A windfall tax enforced on oil and gas companies would “undermine” the transition towards energy security, a leading energy chief has said.
It comes as 31 companies in the UK’s offshore energy supply chain wrote the Prime Minister Boris Johnson to urge against introducing a one-off additional levy on the industry.
Political pressure has mounted in recent weeks for the UK Government to introduce a windfall tax on energy corporations to support customers facing soaring energy bills.
Earlier this week, Mr Johnson said he was “not attracted” to the idea of new taxes but said there would be further support to assist with the rising cost-of-living.
Now Deirdre Michie, Offshore Energies UK (OEUK) chief executive, has warned the tax could be detrimental towards Britain’s net zero aims.
Speaking at the organisation’s annual conference in Aberdeen on Tuesday, Ms Michie said: “Right now, the windfall tax debate is at the top of an agenda driven by politics.

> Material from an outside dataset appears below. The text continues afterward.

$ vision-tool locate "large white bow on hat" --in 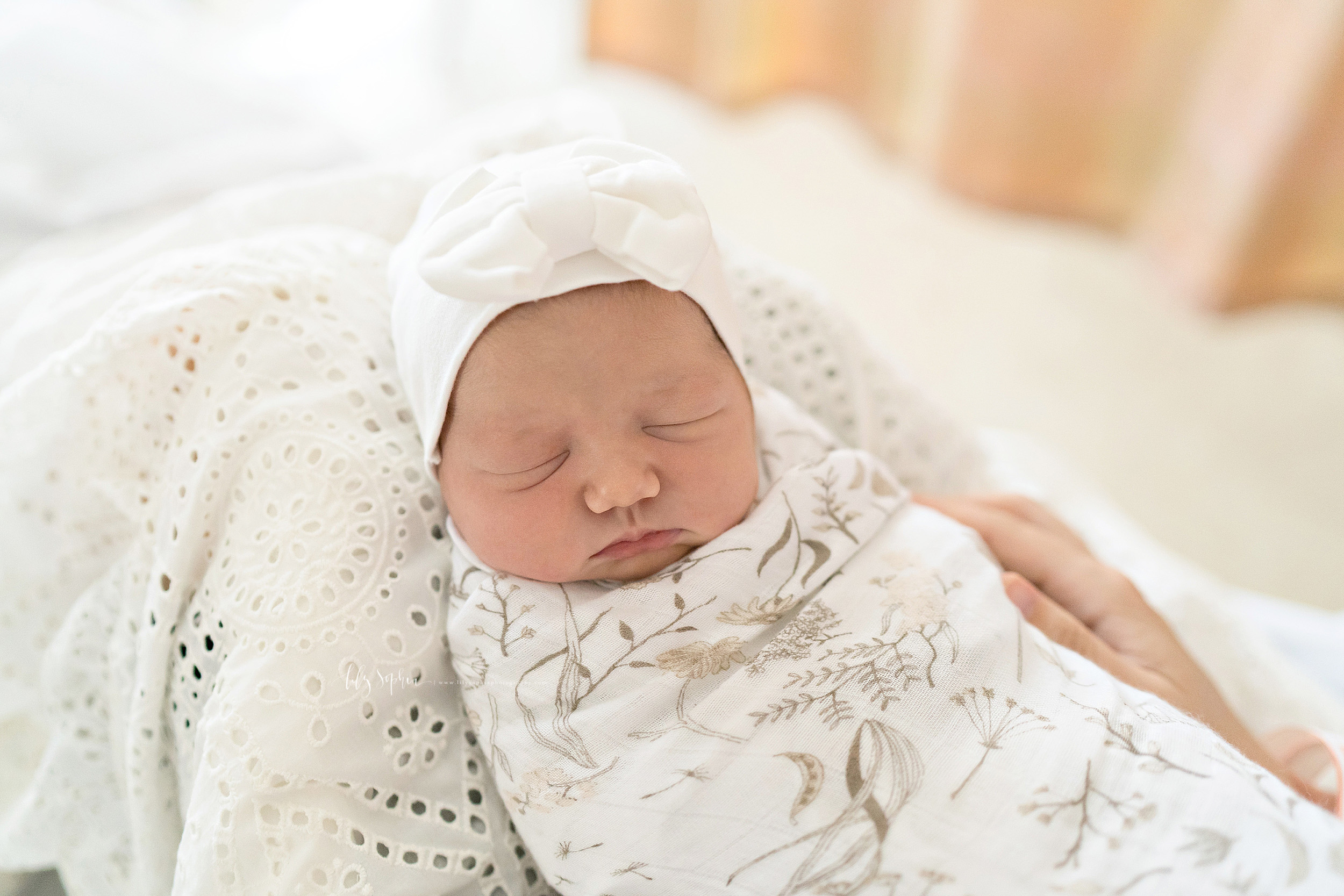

“It means we are facing the threat of punitive taxes and regulations, just at a time when the UK needs to focus on long-term issues like energy security and working for net zero.
“Much of this is really well-intended. Because the reality check for everyone, with millions of households in fuel poverty, is that there is an unprecedented cost-of-living crisis to pay for, at the same time as we have an environmental emergency to deal with.
“But our belief is that stability in the way we are taxed and regulated is what allows us to promote investment, create jobs and generate taxes that can be used to help with the cost-of-living crisis, while at the same time, getting the balance right in terms of ensuring the nation’s energy security.”
She said the Office for Budget Responsibility (OBR) is estimating that the OEUK’s operators will pay more than £7.8 billion to the treasury this financial year.
That, she said, is a 20-fold increase on two years ago and equates to £279 per UK household.
And the sector’s combined investment potential, which supports energy security and underpins the transition, could be worth up to £250 billion between now and 2030, the organisation said.
She added: “But the threat of new taxes could undermine this – disrupting what could be a remarkable British success story.
“And for what? Quick headlines, short-term political gain, a minimal uptick in tax – the benefits of which would actually fade far faster than the damage such a tax could do with declining investment and production levels, that will almost certainly follow.
“Because such unexpected policy swings, risk achieving the opposite of what politicians say they actually want and could result in undermining energy security and ultimately the energy transition itself.”
In the letter written to Mr Johnson, signatories warned the industry is only in the early stages of a recovery after suffering significant losses in recent downturns.